Never ignore signs of dog aggression. It can soon get out of hand and result in injury to dogs or people – it can be a sad end to an otherwise faithful dog’s life.
The very first step in dealing with aggression in an older canine is to understand the common causes. That way you’ll be in a much better position to help your older dog overcome this difficult and frightening problem. There are many potential causes of aggression in older dogs, here are some of the most common.
Illness and injury
As dogs age there are several medical conditions that can affect their personality and even cause them to display signs of aggression. If your previously placid pooch suddenly begins growling, snapping, or biting, it may be due to a disease or illness that needs diagnosis and treatment.
Pain caused by an injury or illness can lead to discomfort, stress, and aggression in older dogs. Some possible causes of pain include an injured paw pad, arthritis, hip dysplasia, insect stings, internal injuries and tumours.
Dogs love their food, so if eating seems to be making them grumpy, a dental issue such as tooth decay may be the cause.

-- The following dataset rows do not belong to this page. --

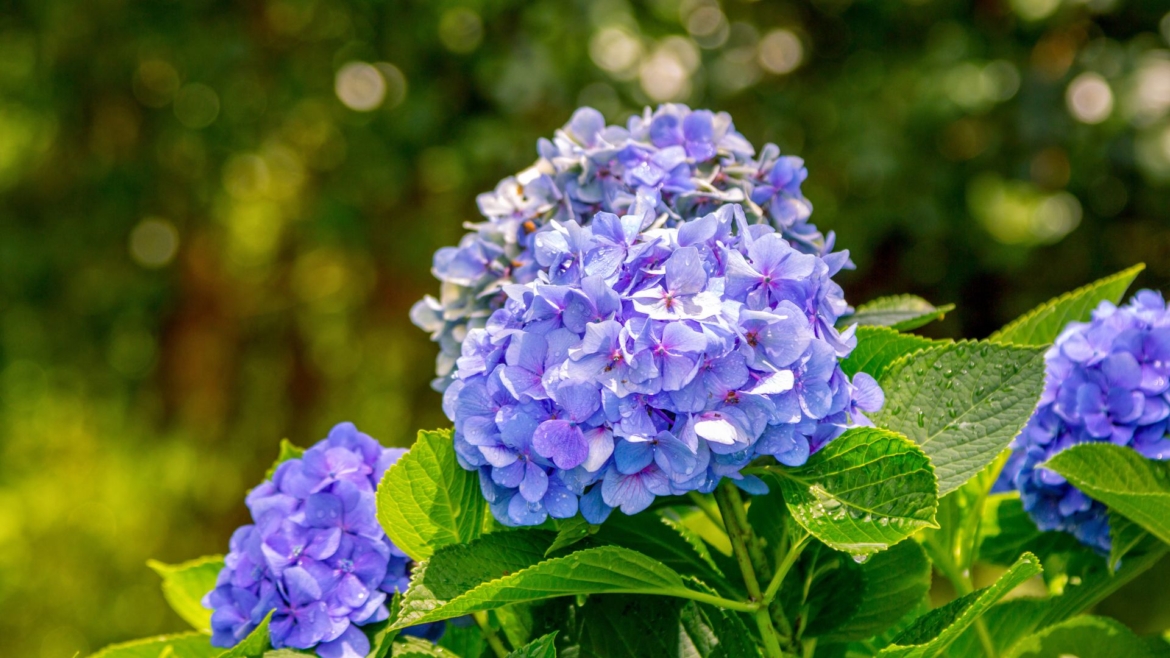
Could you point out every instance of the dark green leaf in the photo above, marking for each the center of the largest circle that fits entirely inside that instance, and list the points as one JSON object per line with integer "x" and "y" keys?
{"x": 570, "y": 532}
{"x": 181, "y": 645}
{"x": 1124, "y": 536}
{"x": 901, "y": 313}
{"x": 254, "y": 645}
{"x": 1041, "y": 324}
{"x": 1119, "y": 477}
{"x": 1084, "y": 637}
{"x": 933, "y": 633}
{"x": 539, "y": 648}
{"x": 288, "y": 451}
{"x": 879, "y": 347}
{"x": 963, "y": 403}
{"x": 184, "y": 587}
{"x": 864, "y": 492}
{"x": 504, "y": 568}
{"x": 407, "y": 646}
{"x": 427, "y": 500}
{"x": 890, "y": 584}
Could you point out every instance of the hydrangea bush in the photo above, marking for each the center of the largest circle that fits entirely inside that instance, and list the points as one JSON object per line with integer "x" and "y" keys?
{"x": 1107, "y": 381}
{"x": 646, "y": 321}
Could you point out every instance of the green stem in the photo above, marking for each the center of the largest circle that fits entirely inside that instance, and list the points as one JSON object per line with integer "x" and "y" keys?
{"x": 740, "y": 533}
{"x": 706, "y": 507}
{"x": 963, "y": 585}
{"x": 783, "y": 568}
{"x": 489, "y": 635}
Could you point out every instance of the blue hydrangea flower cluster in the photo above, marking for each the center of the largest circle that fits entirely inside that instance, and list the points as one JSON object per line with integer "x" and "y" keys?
{"x": 1106, "y": 381}
{"x": 315, "y": 555}
{"x": 647, "y": 360}
{"x": 688, "y": 163}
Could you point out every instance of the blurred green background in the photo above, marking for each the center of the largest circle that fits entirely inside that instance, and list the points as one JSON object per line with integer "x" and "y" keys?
{"x": 215, "y": 214}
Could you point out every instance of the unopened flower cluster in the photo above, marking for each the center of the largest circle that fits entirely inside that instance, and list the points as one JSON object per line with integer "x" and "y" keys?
{"x": 315, "y": 555}
{"x": 688, "y": 163}
{"x": 1106, "y": 381}
{"x": 645, "y": 360}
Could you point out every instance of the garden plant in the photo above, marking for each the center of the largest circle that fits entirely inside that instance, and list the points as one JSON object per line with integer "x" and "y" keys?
{"x": 672, "y": 434}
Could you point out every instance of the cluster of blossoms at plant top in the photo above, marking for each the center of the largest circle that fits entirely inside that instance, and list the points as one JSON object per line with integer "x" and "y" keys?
{"x": 315, "y": 555}
{"x": 688, "y": 163}
{"x": 1106, "y": 381}
{"x": 646, "y": 361}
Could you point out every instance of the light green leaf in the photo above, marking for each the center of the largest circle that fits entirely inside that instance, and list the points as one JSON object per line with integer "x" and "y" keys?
{"x": 1041, "y": 324}
{"x": 892, "y": 583}
{"x": 1119, "y": 477}
{"x": 1085, "y": 637}
{"x": 407, "y": 646}
{"x": 879, "y": 347}
{"x": 184, "y": 587}
{"x": 288, "y": 451}
{"x": 570, "y": 532}
{"x": 539, "y": 648}
{"x": 962, "y": 403}
{"x": 181, "y": 645}
{"x": 864, "y": 492}
{"x": 504, "y": 568}
{"x": 900, "y": 313}
{"x": 934, "y": 632}
{"x": 254, "y": 645}
{"x": 427, "y": 500}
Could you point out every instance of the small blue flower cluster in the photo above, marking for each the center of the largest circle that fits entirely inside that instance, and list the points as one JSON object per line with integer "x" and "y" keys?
{"x": 688, "y": 163}
{"x": 1106, "y": 381}
{"x": 646, "y": 360}
{"x": 315, "y": 555}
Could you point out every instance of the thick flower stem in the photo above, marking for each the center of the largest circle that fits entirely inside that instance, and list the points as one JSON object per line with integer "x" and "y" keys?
{"x": 489, "y": 635}
{"x": 735, "y": 520}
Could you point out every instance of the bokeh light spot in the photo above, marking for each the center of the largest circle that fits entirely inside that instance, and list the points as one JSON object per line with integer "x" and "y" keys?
{"x": 1089, "y": 98}
{"x": 460, "y": 29}
{"x": 153, "y": 242}
{"x": 616, "y": 49}
{"x": 359, "y": 87}
{"x": 197, "y": 105}
{"x": 780, "y": 52}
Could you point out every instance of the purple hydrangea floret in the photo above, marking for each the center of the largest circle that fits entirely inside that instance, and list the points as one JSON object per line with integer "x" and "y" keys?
{"x": 1106, "y": 381}
{"x": 651, "y": 358}
{"x": 688, "y": 163}
{"x": 315, "y": 555}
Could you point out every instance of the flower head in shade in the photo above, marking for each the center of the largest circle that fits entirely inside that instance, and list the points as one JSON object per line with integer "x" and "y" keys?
{"x": 1106, "y": 381}
{"x": 646, "y": 360}
{"x": 315, "y": 555}
{"x": 682, "y": 163}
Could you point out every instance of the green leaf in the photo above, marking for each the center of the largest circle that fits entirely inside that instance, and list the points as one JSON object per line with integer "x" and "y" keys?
{"x": 1041, "y": 324}
{"x": 669, "y": 542}
{"x": 879, "y": 347}
{"x": 892, "y": 583}
{"x": 427, "y": 500}
{"x": 407, "y": 646}
{"x": 933, "y": 633}
{"x": 539, "y": 648}
{"x": 1119, "y": 477}
{"x": 963, "y": 403}
{"x": 254, "y": 645}
{"x": 570, "y": 532}
{"x": 504, "y": 568}
{"x": 184, "y": 587}
{"x": 864, "y": 492}
{"x": 901, "y": 313}
{"x": 1085, "y": 637}
{"x": 1124, "y": 536}
{"x": 288, "y": 451}
{"x": 181, "y": 645}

But it could be something as simple as a piece of food or debris stuck in their teeth.
If your dog suddenly becomes aggressive in the presence of loud noises then an ear infection could be the culprit. Likewise hearing or vision loss can lead to more aggression as they become more easily startled or confused around others. If your dog finds it more difficult to recognise you then problems with aggression become more likely.
Other illnesses may affect your older dog's brain, leading to apparently unreasonable aggression. Distressing conditions such as cognitive dysfunction and brain diseases can also cause aggressive behaviour.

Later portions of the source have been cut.